As I discussed in last week’s blog, I’ve given up all things sweet, all things processed. Why? Because I’m an addict.
That may seem overly dramatic to call it that, but biologically, that’s exactly what it is. My brain gets a dopamine hit from sweet, processed foods, even if they are low or no carb. I seek out sweet taste and the comfort of a processed treat. I could be full to the brim on ribeye, but I’m going to still eat a huge hunk of chocolate or down a half (or whole) pint of keto ice cream.
I’m working slowly through a textbook called Processed Food Addiction. In the introduction, it has the following about the compulsive and impulsive nature of addiction that I’ve identified in my own dealings with sweet and processed food.
So here I am on day 8 of this adventure. Here is a day-by-day rundown of the first week.
I was surprised by how easy today was. I had several bouts of cravings, but none were strong enough to break my 30-day promise to myself. I had a big lunch of chicken and eggs, which kept me sated for a long time. It should have been an OMAD, but cravings hit me harder later in the evening. I ate around 9pm, which is way later than I usually eat, and I gorged myself on bacon and cheese. I felt icky all night and slept terribly.
There was a significant decrease in cravings today. I’ve gained a lot of appetite control. I’m eating much less food but staying satisfied much longer than I have in weeks. I didn’t eat late, but I still slept poorly.
Poor sleep makes me hungrier. Good thing exercise and cold showers help! I had fewer cravings today and stayed sated from my lunch. Again, this should have turned into an OMAD, but cravings hit me today. THREE TIMES. But I learned something really interesting.
The first hit was when my order of Rebel Creamery’s new flavors got delivered. I made this order several weeks ago, before I decided to do this experiment. It made me sad that I knew I wasn’t going to be able to eat it. Sad. I shouldn’t be sad or regretful about food.
The second time was when my husband ate some of his ice cream. I became irritable and sat by myself thinking about something I can eat for about 30 minutes. Burgers? Bacon? Note that I wasn’t even hungry. I didn’t end up eating.
The third time was in the evening when friends were over. They were helping me by eating through the ice cream. Once again, I became irritable. I was short with my husband. I wanted to shove something into my mouth (back to those burgers?). It lasted about 30 minutes before subsiding.
Today was the hardest, but I learned the strength of the addiction. One doesn’t have this reaction just out of a sense of desire. I was a little rage-filled even though I WANT to not eat it. My brain hasn’t caught up with it yet. These experiences solidified for me why I’m doing this in the first place.
Today has been much easier. I had to endure one last moment of irritability as my husband ate up the last of his flavors. But I haven’t been craving a lot. I haven’t been overeating. I have stuck to my feeding window.

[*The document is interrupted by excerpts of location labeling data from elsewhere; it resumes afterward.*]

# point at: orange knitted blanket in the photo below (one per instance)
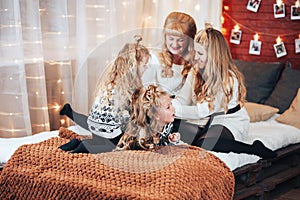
(43, 171)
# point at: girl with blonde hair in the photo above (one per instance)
(170, 66)
(151, 120)
(109, 114)
(215, 90)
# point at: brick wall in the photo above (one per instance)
(266, 25)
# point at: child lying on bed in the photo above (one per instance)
(109, 114)
(150, 126)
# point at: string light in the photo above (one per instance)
(236, 27)
(197, 7)
(278, 40)
(279, 2)
(256, 37)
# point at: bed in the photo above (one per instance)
(274, 109)
(251, 176)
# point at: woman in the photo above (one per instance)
(215, 89)
(170, 66)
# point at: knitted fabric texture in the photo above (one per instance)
(43, 171)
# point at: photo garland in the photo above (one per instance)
(255, 47)
(279, 10)
(235, 36)
(253, 5)
(280, 50)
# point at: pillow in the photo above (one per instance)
(285, 90)
(292, 115)
(260, 78)
(259, 112)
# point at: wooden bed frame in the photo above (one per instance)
(267, 179)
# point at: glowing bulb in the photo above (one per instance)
(278, 40)
(56, 107)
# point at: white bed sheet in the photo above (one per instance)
(273, 134)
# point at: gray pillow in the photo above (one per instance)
(285, 90)
(260, 78)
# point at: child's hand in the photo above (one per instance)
(175, 137)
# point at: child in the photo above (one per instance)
(150, 126)
(215, 89)
(109, 114)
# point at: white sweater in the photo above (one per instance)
(152, 75)
(186, 107)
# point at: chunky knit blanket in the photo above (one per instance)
(43, 171)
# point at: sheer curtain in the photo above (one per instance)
(54, 51)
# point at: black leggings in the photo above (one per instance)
(218, 138)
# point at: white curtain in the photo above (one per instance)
(54, 51)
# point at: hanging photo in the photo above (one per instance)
(297, 45)
(235, 36)
(295, 12)
(255, 47)
(280, 50)
(253, 5)
(279, 10)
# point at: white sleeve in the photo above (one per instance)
(184, 107)
(150, 74)
(185, 94)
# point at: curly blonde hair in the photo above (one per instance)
(143, 129)
(219, 70)
(178, 23)
(123, 74)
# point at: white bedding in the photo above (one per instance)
(273, 134)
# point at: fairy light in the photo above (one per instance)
(62, 121)
(278, 40)
(256, 37)
(197, 7)
(236, 27)
(279, 2)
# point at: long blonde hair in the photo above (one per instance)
(122, 78)
(143, 128)
(218, 71)
(178, 23)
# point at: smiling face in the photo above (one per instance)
(200, 56)
(165, 113)
(176, 44)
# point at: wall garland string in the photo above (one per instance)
(258, 32)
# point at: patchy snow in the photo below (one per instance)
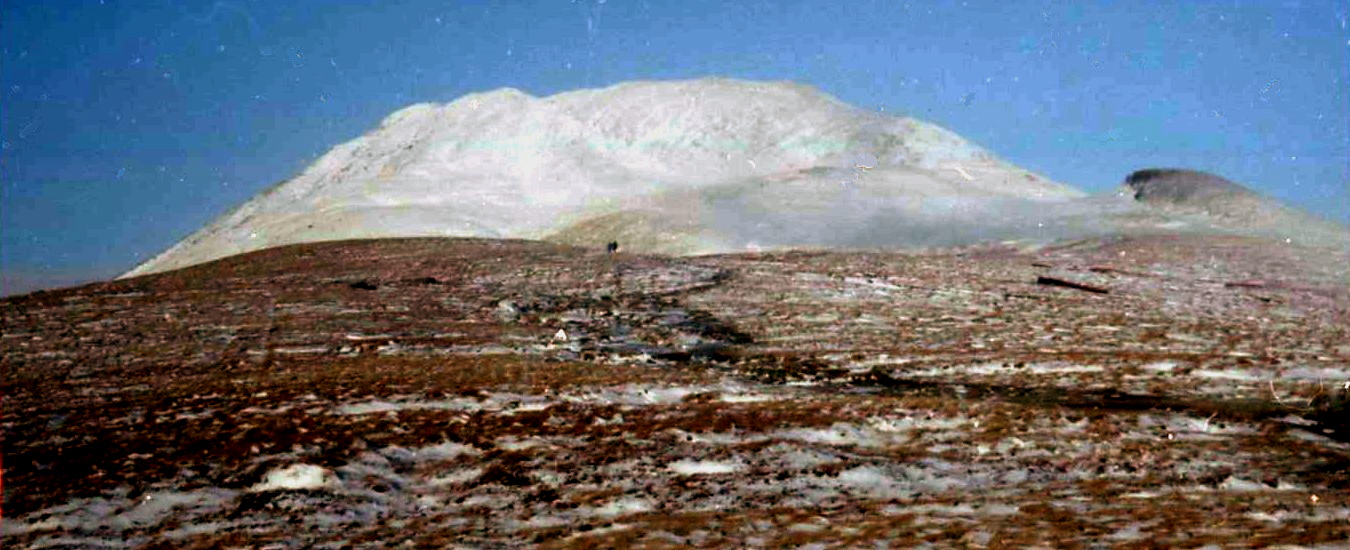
(695, 468)
(297, 476)
(624, 507)
(1001, 368)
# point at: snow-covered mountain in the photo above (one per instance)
(705, 165)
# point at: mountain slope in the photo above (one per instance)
(505, 164)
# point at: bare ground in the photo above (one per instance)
(439, 392)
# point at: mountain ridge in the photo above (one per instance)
(535, 165)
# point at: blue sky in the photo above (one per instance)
(126, 126)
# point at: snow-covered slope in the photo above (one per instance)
(505, 164)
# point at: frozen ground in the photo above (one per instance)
(492, 393)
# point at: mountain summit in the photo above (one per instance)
(675, 166)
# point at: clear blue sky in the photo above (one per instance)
(128, 125)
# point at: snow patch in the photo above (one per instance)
(695, 468)
(294, 477)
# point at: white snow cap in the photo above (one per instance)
(506, 164)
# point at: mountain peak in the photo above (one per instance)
(508, 164)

I was generally hungrier today, but I think that’s because of PMS. I haven’t been craving more. Just want to eat more.
We were in Charlotte for a Queen concert (which was AMAZING), and had seafood and steak at a restaurant that was waaaaay overpriced and left us completely unsatisfied. We found a cheese shop and bought a few cool cheeses and meats, and took it back to the hotel. YUM. Today was a two-meal day.
Another hungry day, so I had two meals. Cravings came back a little strong today, but that could be because PMS and poor sleep from staying at a hotel. I still successfully stuck to my plan though.
Ta-dah! First day of my cycle today, which means improved mood, way fewer cravings, and more energy. Plus, I slept for 10 hours last night, so I’m feeling rad.
Later in the evening, some cravings did pop up, but this was more for peanuts. I don’t like to indulge in nuts too often because they’re too palatable and easy to overdo (plus most nuts have wicked bad omega 6 to omega 3 ratios), but I gave myself this one indulgence. I ate way too many peanuts after my eating window should have been closed, but I still avoided the sweets and processed stuff.
All in all, I was surprised by how easy it was to give up sweets and processed treats (and popcorn). I was doubly surprised by how much satiated I was with food when they weren’t part of my day. This first week showed me that this is going to be good for me and my brain and my health overall.
Starting on week 2 today. Wish me luck!
*Note: None of this is medical advice.